8. The method as defined in claim 7, further comprising changing the AC signals to a certain value.

9. The method as defined in claim 7, further comprising responsive to determining that the power surge is not present in the AC signals, passing the received AC signals to the at least one electric powered device.

10. The method as defined in claim 7, further comprising generating and transmitting turn-off signals to a switch instructing the switch to open thereby isolating the power surge in the AC signals from the at least one electric powered device responsive to determining that the power surge is present in the AC signals.

11. The method as defined in claim 7, further comprising determining a period of time that the switch should stay open based on the determined power surge.

12. The method as defined in claim 11, further comprising isolating the power surge in the AC signals from the at least one electric powered device according to the determined period of time or based on the close and open status of the switch.
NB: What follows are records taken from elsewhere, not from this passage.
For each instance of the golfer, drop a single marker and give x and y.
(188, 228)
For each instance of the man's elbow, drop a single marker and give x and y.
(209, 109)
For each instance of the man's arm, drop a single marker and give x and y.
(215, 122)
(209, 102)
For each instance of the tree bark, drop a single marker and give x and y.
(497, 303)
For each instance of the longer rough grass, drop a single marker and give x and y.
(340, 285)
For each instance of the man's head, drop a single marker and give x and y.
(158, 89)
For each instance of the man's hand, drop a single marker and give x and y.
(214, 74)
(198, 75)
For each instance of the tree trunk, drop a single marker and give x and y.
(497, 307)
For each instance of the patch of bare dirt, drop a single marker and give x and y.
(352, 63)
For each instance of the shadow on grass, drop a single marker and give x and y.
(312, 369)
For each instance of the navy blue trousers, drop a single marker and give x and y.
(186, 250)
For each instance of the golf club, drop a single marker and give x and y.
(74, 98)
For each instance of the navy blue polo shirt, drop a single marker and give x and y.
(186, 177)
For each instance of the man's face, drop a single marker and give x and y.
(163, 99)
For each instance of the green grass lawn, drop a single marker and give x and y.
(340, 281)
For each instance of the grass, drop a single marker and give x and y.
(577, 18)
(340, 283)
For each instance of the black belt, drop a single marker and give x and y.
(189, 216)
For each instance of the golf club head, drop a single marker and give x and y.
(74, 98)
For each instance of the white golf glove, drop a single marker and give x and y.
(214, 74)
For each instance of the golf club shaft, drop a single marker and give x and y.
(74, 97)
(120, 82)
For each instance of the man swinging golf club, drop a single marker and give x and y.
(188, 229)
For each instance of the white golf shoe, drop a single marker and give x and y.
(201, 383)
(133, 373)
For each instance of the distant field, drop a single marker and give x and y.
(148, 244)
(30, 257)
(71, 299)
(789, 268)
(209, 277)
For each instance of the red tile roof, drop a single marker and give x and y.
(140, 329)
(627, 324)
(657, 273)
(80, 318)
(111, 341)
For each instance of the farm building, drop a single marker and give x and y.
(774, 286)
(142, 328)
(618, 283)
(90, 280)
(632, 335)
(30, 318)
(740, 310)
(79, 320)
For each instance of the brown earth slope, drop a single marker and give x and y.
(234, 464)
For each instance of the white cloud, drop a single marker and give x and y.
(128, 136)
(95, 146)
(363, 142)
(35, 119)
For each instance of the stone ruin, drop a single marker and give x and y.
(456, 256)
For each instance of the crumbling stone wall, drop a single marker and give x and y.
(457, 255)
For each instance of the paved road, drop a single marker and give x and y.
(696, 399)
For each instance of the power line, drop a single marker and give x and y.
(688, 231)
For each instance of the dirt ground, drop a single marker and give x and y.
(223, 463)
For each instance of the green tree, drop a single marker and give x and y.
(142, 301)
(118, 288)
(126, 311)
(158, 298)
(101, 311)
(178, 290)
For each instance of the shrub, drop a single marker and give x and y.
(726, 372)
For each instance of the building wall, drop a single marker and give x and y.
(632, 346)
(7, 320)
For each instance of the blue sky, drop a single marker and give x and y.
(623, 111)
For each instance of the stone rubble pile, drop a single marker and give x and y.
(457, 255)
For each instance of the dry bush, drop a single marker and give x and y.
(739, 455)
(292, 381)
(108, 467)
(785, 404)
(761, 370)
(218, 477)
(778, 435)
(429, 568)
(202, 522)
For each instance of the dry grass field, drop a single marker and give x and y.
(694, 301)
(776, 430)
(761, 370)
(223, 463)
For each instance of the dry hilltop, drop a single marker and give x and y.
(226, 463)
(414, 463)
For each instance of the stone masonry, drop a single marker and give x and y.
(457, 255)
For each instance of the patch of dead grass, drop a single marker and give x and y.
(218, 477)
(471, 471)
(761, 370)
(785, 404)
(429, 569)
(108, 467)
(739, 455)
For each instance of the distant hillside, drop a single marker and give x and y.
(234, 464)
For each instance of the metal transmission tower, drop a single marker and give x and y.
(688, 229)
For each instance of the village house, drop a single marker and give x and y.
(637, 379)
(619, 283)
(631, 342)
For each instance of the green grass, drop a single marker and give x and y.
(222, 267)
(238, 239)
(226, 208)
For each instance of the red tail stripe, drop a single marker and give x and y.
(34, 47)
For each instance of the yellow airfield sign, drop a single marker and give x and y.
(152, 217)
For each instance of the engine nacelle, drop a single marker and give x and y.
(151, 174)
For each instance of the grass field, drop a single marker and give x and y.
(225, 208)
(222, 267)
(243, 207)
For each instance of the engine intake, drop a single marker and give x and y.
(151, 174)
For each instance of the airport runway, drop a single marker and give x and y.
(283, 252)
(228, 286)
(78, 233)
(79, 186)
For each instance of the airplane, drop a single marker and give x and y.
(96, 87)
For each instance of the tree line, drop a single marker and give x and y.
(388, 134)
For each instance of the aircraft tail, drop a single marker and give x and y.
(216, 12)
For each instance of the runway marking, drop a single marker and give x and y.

13. The method as defined in claim 12, further comprising responsive to determining that the period of time that the switch stayed open has passed, passing the received AC signals without the power surge to the at least one electric powered device.

14. The method as defined in claim 11, further comprising transmitting a certain voltage to the at least one electric powered device based on the determined power surge.

15. A system for isolating at least one electric powered device from power surges in AC signals, the system comprising:

at least one electric powered device that receives alternating-current (AC) signals from an AC source; and

a surge protector that is electrically coupled between the at least one electric powered device and the AC source, the surge protector comprising, a switch that electrically couples the AC signals from the AC source to the at least one electric powered device, and a surge voltage detector that is electrically coupled to the switch, the surge voltage detector being configured to receive the AC signals and detect power surges in the AC signals, responsive to detecting a power surge in the AC signals, the surge voltage detector being configured to transmit turn-off signals to the switch instructing the switch to open thereby isolating the power surge in the AC signals from the at least one electric powered device.

16. The system as defined in claim 15, wherein the surge protector further comprises a transformer that receives the AC signals and transforms the AC signals to a certain value, the transformer being configured to transmit the transformed AC signals to the surge voltage detector.

17. The system as defined in claim 16, wherein the surge protector further comprises a low power bias circuitry that receives the transformed AC signals from the transformer and provides power to electrical components of the surge protector.

18. The system as defined in claim 15, wherein the surge protector further comprises a delay element that is configured to receive the turn-off signals from the surge voltage detector, the delay element being further configured to transmit the turn-off signals to the switch instructing the switch to open, thereby isolating the at least one electric powered device from the power surge present in the AC signals, the delay element being further configured to determine a period of time that the switch should stay open based on the detected power surge, responsive to determining that the period of time that the switch stayed open has passed, the delay element being further configured to instruct the switch to close thereby passing the AC signals without the power surges to the at least one electric powered device.

19. The system as defined in claim 18, wherein the surge protector further includes a voltage regulator being electrically coupled between the switch and the at least one electric powered device, the voltage regulator being configured to receive command signals from the delay element instructing the voltage regulator to transmit a certain voltage to the at least one electric powered device responsive to determining that the power surge is present in the AC signals.

20. The system as defined in claim 18, wherein the surge protector further includes a display element that is electrically coupled to the delay element, the display element being configured to indicate the activity status of the surge protector.